Last Firsts: Parenthood Edition

When I got married, I thought about all the “firsts” I’d never experience again: I’d had my last first date, my last first kiss, my last first “I love you.” There was plenty of sweet in the bittersweet, though, because I knew there were many other wonderful firsts still to come: the first time being introduced as “my wife,” the first telemarketing call asking for “Mrs. Philpott,” the first wedding anniversary. But there turned out to be so many more firsts that I hadn’t thought about or expected: the first time going to someone else’s wedding as a married couple, the first camping trip together, the first family reunion as part of the family.

When I had my son, there were plenty more firsts: the first positive pregnancy test, the first time I felt him move, the first labor pains, the first cry, the first time rolling over, the first steps, the first word. And, much like when I got married, when my daughter was born, I had bittersweet feelings about all the last firsts I was experiencing. But again, much like marriage, children bring constant firsts to look forward to, some expected and some unexpected.
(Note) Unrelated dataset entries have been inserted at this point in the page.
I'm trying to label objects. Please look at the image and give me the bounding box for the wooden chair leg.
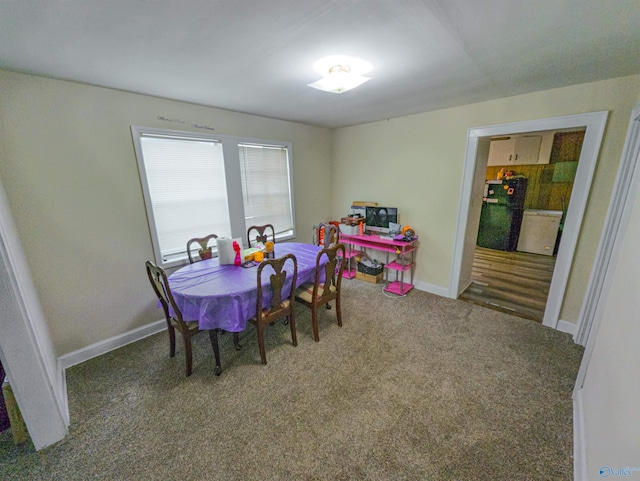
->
[167,324,176,358]
[183,335,193,377]
[256,324,267,365]
[289,311,297,347]
[311,304,320,342]
[208,329,222,376]
[336,295,343,327]
[233,332,241,350]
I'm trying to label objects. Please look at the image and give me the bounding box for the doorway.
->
[459,129,585,322]
[449,111,608,330]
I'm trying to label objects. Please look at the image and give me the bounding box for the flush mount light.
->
[308,55,372,94]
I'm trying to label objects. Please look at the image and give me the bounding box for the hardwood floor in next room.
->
[459,247,557,322]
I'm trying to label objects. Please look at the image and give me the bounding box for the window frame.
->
[131,126,296,268]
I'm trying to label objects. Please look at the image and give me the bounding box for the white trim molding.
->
[556,319,577,336]
[571,103,640,481]
[573,388,588,481]
[0,179,69,449]
[573,103,640,392]
[450,111,609,332]
[59,320,166,370]
[574,104,640,348]
[413,280,450,298]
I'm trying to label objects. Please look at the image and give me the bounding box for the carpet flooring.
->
[0,280,584,480]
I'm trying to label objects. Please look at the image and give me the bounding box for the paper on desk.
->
[218,237,244,265]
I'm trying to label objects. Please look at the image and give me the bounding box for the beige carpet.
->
[0,280,584,480]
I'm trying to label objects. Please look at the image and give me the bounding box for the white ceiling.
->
[2,0,640,129]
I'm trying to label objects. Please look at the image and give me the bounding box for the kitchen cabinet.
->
[487,135,542,166]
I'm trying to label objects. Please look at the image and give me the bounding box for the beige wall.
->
[0,69,332,355]
[331,74,640,323]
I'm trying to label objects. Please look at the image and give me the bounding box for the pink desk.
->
[339,233,418,296]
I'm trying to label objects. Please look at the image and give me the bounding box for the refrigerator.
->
[476,177,528,251]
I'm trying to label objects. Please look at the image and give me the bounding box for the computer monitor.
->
[365,207,398,234]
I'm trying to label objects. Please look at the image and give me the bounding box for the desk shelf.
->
[343,249,362,259]
[386,260,413,272]
[340,237,415,255]
[385,281,414,296]
[342,269,357,279]
[339,233,418,295]
[340,247,362,279]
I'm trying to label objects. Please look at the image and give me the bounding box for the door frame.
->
[575,102,640,380]
[0,179,69,449]
[449,111,609,329]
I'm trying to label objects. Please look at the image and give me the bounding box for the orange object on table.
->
[254,251,264,262]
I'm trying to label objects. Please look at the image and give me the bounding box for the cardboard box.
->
[341,216,364,226]
[355,270,383,284]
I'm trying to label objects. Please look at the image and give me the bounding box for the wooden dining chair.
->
[312,223,341,310]
[247,224,275,247]
[249,253,298,365]
[186,234,218,264]
[145,260,207,376]
[295,243,346,342]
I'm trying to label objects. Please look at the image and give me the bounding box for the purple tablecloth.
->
[168,242,323,331]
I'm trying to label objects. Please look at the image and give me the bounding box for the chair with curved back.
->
[247,224,275,248]
[249,253,298,365]
[313,222,341,310]
[146,260,210,376]
[295,243,346,342]
[314,223,339,248]
[187,234,218,264]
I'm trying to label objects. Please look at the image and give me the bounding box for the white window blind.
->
[139,135,231,262]
[239,143,294,236]
[133,126,296,267]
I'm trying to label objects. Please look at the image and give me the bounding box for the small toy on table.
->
[232,241,242,266]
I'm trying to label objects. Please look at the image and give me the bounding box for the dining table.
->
[168,241,325,375]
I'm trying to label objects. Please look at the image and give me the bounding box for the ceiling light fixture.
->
[308,55,372,94]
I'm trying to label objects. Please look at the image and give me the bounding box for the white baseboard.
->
[413,280,450,298]
[573,388,587,481]
[557,319,577,336]
[58,319,166,370]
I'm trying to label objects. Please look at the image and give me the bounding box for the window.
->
[132,127,295,267]
[239,143,294,236]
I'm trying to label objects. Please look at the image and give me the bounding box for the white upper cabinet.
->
[487,135,542,166]
[487,137,516,165]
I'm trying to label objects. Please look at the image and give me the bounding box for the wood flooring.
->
[458,247,556,322]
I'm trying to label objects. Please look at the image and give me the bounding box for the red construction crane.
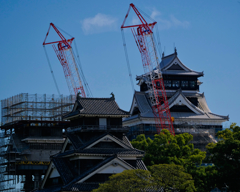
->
[121,4,175,135]
[43,23,86,97]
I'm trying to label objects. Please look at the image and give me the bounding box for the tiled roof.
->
[159,52,203,76]
[136,159,148,170]
[63,156,115,189]
[52,157,76,184]
[162,70,203,76]
[66,132,133,151]
[122,135,133,148]
[66,132,84,149]
[134,91,152,114]
[77,133,108,150]
[124,90,228,123]
[160,53,176,69]
[54,147,144,159]
[74,148,144,155]
[64,97,129,119]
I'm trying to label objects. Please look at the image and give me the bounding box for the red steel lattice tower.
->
[121,4,174,135]
[43,23,86,97]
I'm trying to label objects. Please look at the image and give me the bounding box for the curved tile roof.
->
[64,97,129,119]
[124,90,228,122]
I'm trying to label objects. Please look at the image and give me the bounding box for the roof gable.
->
[163,57,191,72]
[85,134,132,150]
[130,91,152,115]
[76,157,135,183]
[49,167,60,178]
[167,63,185,70]
[168,90,204,115]
[158,52,203,76]
[160,53,176,69]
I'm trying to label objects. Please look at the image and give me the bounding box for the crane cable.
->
[121,7,163,94]
[121,29,135,93]
[134,5,163,60]
[55,25,93,97]
[43,46,61,95]
[73,41,93,97]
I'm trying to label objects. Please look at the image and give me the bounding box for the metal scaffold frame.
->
[1,93,75,125]
[0,130,19,192]
[0,93,74,191]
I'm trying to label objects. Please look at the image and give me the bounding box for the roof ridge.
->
[208,112,229,119]
[162,53,175,59]
[78,97,112,100]
[110,134,133,149]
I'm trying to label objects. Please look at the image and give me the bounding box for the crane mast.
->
[43,23,86,97]
[121,4,175,135]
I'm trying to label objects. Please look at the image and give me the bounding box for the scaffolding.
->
[127,122,217,151]
[0,93,75,191]
[0,130,19,192]
[1,93,75,125]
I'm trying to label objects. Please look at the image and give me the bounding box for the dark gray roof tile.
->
[75,148,144,155]
[76,98,129,116]
[136,159,148,170]
[52,157,75,184]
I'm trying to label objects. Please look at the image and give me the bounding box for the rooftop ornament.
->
[110,92,115,100]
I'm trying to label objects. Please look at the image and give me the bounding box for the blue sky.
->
[0,0,239,127]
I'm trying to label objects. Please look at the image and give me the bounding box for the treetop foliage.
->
[92,169,152,192]
[92,164,196,192]
[131,129,206,168]
[206,123,240,191]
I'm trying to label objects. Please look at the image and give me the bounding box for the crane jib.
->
[121,3,175,135]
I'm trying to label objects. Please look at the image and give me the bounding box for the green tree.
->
[131,134,152,152]
[92,165,196,192]
[131,130,206,168]
[131,130,217,192]
[150,164,196,192]
[92,169,152,192]
[189,165,217,192]
[207,123,240,191]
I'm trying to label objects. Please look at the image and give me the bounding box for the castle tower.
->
[38,95,147,192]
[123,50,229,150]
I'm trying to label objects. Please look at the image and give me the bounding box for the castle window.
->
[189,81,195,88]
[164,80,171,88]
[172,80,180,88]
[99,118,107,129]
[181,80,188,88]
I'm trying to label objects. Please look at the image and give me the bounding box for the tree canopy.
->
[92,169,152,192]
[93,124,240,192]
[131,129,206,168]
[149,164,196,192]
[206,123,240,191]
[131,130,215,192]
[92,164,196,192]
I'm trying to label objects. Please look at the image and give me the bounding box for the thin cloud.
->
[150,9,161,19]
[149,8,190,30]
[170,15,189,28]
[81,13,117,34]
[131,17,139,25]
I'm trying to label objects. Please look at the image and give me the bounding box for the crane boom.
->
[43,23,86,97]
[121,4,175,135]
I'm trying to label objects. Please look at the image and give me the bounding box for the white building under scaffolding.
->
[123,50,228,150]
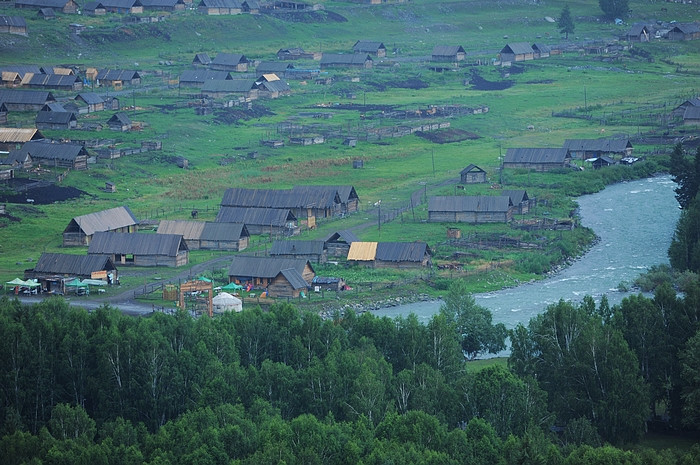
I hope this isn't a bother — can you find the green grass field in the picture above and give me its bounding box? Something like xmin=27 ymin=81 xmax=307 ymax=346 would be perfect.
xmin=0 ymin=0 xmax=698 ymax=289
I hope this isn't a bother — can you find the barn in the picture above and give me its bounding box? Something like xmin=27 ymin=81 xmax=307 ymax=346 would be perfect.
xmin=228 ymin=255 xmax=315 ymax=295
xmin=25 ymin=253 xmax=118 ymax=293
xmin=63 ymin=205 xmax=139 ymax=246
xmin=270 ymin=239 xmax=327 ymax=263
xmin=88 ymin=231 xmax=189 ymax=267
xmin=2 ymin=151 xmax=33 ymax=170
xmin=75 ymin=92 xmax=106 ymax=113
xmin=0 ymin=89 xmax=55 ymax=111
xmin=198 ymin=0 xmax=242 ymax=15
xmin=15 ymin=140 xmax=89 ymax=170
xmin=107 ymin=112 xmax=132 ymax=131
xmin=320 ymin=54 xmax=373 ymax=69
xmin=353 ymin=40 xmax=386 ymax=57
xmin=14 ymin=0 xmax=79 ymax=13
xmin=254 ymin=74 xmax=291 ymax=98
xmin=431 ymin=45 xmax=466 ymax=62
xmin=35 ymin=110 xmax=77 ymax=129
xmin=347 ymin=241 xmax=431 ymax=268
xmin=324 ymin=229 xmax=359 ymax=257
xmin=428 ymin=195 xmax=514 ymax=223
xmin=626 ymin=24 xmax=651 ymax=42
xmin=192 ymin=53 xmax=212 ymax=67
xmin=141 ymin=0 xmax=186 ymax=11
xmin=502 ymin=189 xmax=534 ymax=214
xmin=503 ymin=147 xmax=571 ymax=171
xmin=0 ymin=16 xmax=28 ymax=35
xmin=460 ymin=164 xmax=487 ymax=184
xmin=531 ymin=43 xmax=551 ymax=58
xmin=210 ymin=53 xmax=250 ymax=72
xmin=179 ymin=70 xmax=232 ymax=87
xmin=667 ymin=23 xmax=700 ymax=41
xmin=216 ymin=206 xmax=299 ymax=236
xmin=256 ymin=62 xmax=295 ymax=77
xmin=157 ymin=220 xmax=250 ymax=251
xmin=683 ymin=106 xmax=700 ymax=126
xmin=23 ymin=73 xmax=82 ymax=91
xmin=499 ymin=43 xmax=535 ymax=62
xmin=96 ymin=69 xmax=142 ymax=86
xmin=563 ymin=138 xmax=633 ymax=160
xmin=82 ymin=2 xmax=107 ymax=15
xmin=201 ymin=79 xmax=258 ymax=99
xmin=0 ymin=128 xmax=45 ymax=151
xmin=277 ymin=47 xmax=320 ymax=60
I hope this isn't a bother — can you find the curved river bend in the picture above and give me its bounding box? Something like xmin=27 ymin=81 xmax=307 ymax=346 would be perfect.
xmin=373 ymin=175 xmax=680 ymax=330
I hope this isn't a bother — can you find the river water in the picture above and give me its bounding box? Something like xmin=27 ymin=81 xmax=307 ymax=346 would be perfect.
xmin=372 ymin=175 xmax=680 ymax=330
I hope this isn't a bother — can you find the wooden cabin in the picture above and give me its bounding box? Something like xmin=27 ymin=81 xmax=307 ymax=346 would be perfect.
xmin=270 ymin=239 xmax=327 ymax=263
xmin=35 ymin=111 xmax=77 ymax=129
xmin=503 ymin=147 xmax=571 ymax=172
xmin=15 ymin=140 xmax=88 ymax=170
xmin=499 ymin=42 xmax=534 ymax=62
xmin=14 ymin=0 xmax=79 ymax=13
xmin=157 ymin=220 xmax=249 ymax=251
xmin=428 ymin=195 xmax=514 ymax=223
xmin=210 ymin=53 xmax=249 ymax=72
xmin=353 ymin=40 xmax=386 ymax=57
xmin=0 ymin=15 xmax=28 ymax=35
xmin=228 ymin=256 xmax=314 ymax=295
xmin=63 ymin=205 xmax=138 ymax=246
xmin=320 ymin=54 xmax=373 ymax=69
xmin=431 ymin=45 xmax=466 ymax=62
xmin=216 ymin=206 xmax=299 ymax=236
xmin=460 ymin=164 xmax=487 ymax=184
xmin=324 ymin=229 xmax=359 ymax=257
xmin=347 ymin=241 xmax=431 ymax=268
xmin=25 ymin=253 xmax=118 ymax=293
xmin=88 ymin=231 xmax=189 ymax=267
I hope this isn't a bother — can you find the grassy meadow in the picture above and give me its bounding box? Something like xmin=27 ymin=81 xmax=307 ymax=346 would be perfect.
xmin=0 ymin=0 xmax=699 ymax=290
I’m still waiting for the first day one of my kids wears underwear instead of diapers. The first day of school. THEIR first date. THEIR first kiss. Their first time driving. Their first job. Their first college acceptance letter. Those are all expected firsts. I can only imagine the unexpected firsts they might encounter. Their first lesson on a musical instrument. Their first time riding a horse. Or a skateboard. Or a motorcycle. Their first bee sting. Their first time eating oysters. Their first performance on stage.

There may be only one first time for everything. But oh, how many wonderful everythings are still to come!